Use a decent-quality paint—you’ll need less coats, and get better coverage. I also prefer using glitter paint as opposed to glue and glitter (as seen on one of the boxes, above).
Using craft paint and a sponge ‘brush’, paint the pumpkins (or paper mache ornaments, if using) the desired color. I used a matte solid orange for my pumpkins and black for the cat.
It’s important to use a good-quality paint to eliminate the need for several coats. The Martha Stewart Everyday paint pictured here worked great; I needed only 1-2 coats of this paint, while the other cheapo one pictured next to it was a nightmare and would have taken about 10 coats. BEWARE.
I have an assortment of spooky paper punches, so I just used those to cut out out long strips of spiderweb cutouts, and atomic starbursts. If you don’t have any fancy paper punches, you can cut them out by hand with scissors or an Xacto.
Using Mod Podge and a sponge brush, attach the paper cutouts and embellishments to boxes. Allow to dry, and then completely seal with a couple of additional coats of Mod Podge. Use thin coats so it doesn’t bubble up or wrinkle the paper.
A hairdryer on ‘med/low’ will help speed up the drying process, but heat can make the Mod Podge bubble and wrinkle, so it’s important to use thin coats combined with very low heat.
Now we’re going back to the pumpkins/toppers. Using a pencil or fine-point pen, draw the face on your pumpkins. If you mess up—don’t worry! All mistakes can be cleaned up with orange paint.
I looked at pictures of vintage Halloween decorations for inspiration on how to draw these.
Next, fill in facial features with craft paint in desired colors. I always begin with the lightest color first, with the exception of highlights in the eyes. In this case, I used a bright yellow.
To fill in small areas, use a tiny brush or trim down an inexpensive paint brush to shorten the bristles and really gain control.
Now you’re going to add the black paint to the facial features. If you don’t have a steady hand…use paint pens or a good ‘ole Sharpie marker! Then clean up any rough edges with orange paint.
Use a small brush or a toothpick to add white highlights to the eyes and teeth. Remember the cheapo paint I advised you NOT to use, above? Those cheapo paints are totally fine for super small details like the faces, but not ideal for covering a large area.
While the pumpkin faces are drying, make a collar for your pumpkin!

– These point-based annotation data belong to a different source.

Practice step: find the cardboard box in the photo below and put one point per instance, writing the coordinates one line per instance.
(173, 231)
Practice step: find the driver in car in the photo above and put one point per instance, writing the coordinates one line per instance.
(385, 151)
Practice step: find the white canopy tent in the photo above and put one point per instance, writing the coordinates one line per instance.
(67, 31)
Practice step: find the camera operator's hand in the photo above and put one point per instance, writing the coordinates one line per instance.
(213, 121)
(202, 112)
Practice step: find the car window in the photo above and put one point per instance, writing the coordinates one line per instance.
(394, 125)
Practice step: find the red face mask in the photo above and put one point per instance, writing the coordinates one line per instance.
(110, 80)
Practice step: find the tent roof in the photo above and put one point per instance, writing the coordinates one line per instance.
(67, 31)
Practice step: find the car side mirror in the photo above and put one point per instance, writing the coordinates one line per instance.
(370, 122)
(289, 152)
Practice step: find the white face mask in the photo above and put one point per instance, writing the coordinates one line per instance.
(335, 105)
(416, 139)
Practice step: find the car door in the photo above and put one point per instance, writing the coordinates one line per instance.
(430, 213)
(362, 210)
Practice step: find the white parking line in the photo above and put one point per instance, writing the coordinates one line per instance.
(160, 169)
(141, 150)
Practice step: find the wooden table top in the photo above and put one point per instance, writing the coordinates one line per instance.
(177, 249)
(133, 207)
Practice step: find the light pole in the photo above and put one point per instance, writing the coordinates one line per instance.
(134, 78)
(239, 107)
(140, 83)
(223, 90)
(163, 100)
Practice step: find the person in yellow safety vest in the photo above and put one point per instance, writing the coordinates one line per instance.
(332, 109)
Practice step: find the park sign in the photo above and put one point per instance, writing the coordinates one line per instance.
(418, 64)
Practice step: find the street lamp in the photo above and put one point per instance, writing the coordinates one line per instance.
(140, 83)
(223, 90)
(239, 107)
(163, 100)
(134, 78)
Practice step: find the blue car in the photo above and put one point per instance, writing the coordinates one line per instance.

You can use cupcake wrappers, crepe paper strips, or simply craft paper folded accordion style. The collar pictured above is made of strips of paper cut out with a spiderweb paper punch, folded accordion style, and then secured with glue.
If you’re using a glue that takes a while to dry or get tacky, I like to use small binder clips or paper clips to hold them together until completely dry. If you’re short on time or impatient, hot glue would be the fastest route to take here.
If you’re going the cupcake wrapper route, simply flatten 2-3 cupcake wrappers, and poke a hole in the middle. You’ll attach these to the bottom of the pumpkin just before you attach it to the lid, in the last step.
Using a sharp object, such as an awl or a nail, poke a hole in the center of the box.
Then poke a hole in the bottom of the pumpkin. Dip the end of a toothpick in a bit of glue, and insert it into the bottom of the pumpkin. Allow to fully dry before attaching it to the lid.
After it has completely dried, add glue to the bottom of the pumpkin, at the collar, and then stick the toothpick into the hole in the lid; use glue on the underside of the lid to make sure it is securely attached.
Secure the lid onto the box to keep it upright as the glue dries.